The prognosis was not as good for defensive end Adrian Clayborn. After working hard to come back from a knee injury that sidelined him for three games during the regular season, he is done for the season with a biceps injury sustained on Seattle’s opening possession.
“We’re totally bummed for A.C.,” Quinn said. “For a guy who really busted his butt to come back from his knee as quickly as he did, it was for me an emotional time.”
The loss of Clayborn will lead to a larger role for backup Courtney Upshaw.

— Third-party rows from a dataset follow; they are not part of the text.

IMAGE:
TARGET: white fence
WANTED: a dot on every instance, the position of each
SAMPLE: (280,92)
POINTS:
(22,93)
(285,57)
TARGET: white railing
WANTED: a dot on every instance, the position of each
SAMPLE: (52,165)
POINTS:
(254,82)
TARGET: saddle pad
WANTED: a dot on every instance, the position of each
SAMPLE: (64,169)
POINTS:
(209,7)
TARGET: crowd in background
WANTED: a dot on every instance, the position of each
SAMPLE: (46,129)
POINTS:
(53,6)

“We do have good versatility because of Upshaw,” Quinn said. “He’s able to play defensive end and defensive tackle, so we’ll rely on him some more to play outside at defensive end. Past that, there won’t be a lot of change other than using guys in new, versatile ways.”
The Falcons (12-5) will be hosting the NFC championship game for only the second time in the franchise’s 51-year history.
Four years ago, Atlanta was the conference’s top seed but squandered a 17-point lead in the first half against the San Francisco 49ers, who held on for a 28-24 victory and a trip to the Super Bowl by stopping the Falcons’ last chance at the 10-yard line.
If top-seeded Dallas had won the NFC’s other divisional game Sunday, the Falcons would have traveled to Texas this weekend.
Instead, it was the Packers pulling out a dramatic 34-31 victory, giving Atlanta one more chance to close out the Georgia Dome, which is being replaced after this season by $1.5 billion Mercedes-Benz Stadium.
Quinn said the Falcons are thrilled to get another home game, even though Green Bay is one of the hottest teams in the league, winning eight in a row, and Rodgers dominated the Falcons in a divisional-round game at the Georgia Dome during the 2010 season.
“It’s as much fun as you can possibly imagine when you get to do it in front of your own fans,” Quinn said. “This dome is closing and we get to be a part of the last game here. Talk about what a cool thing that is.”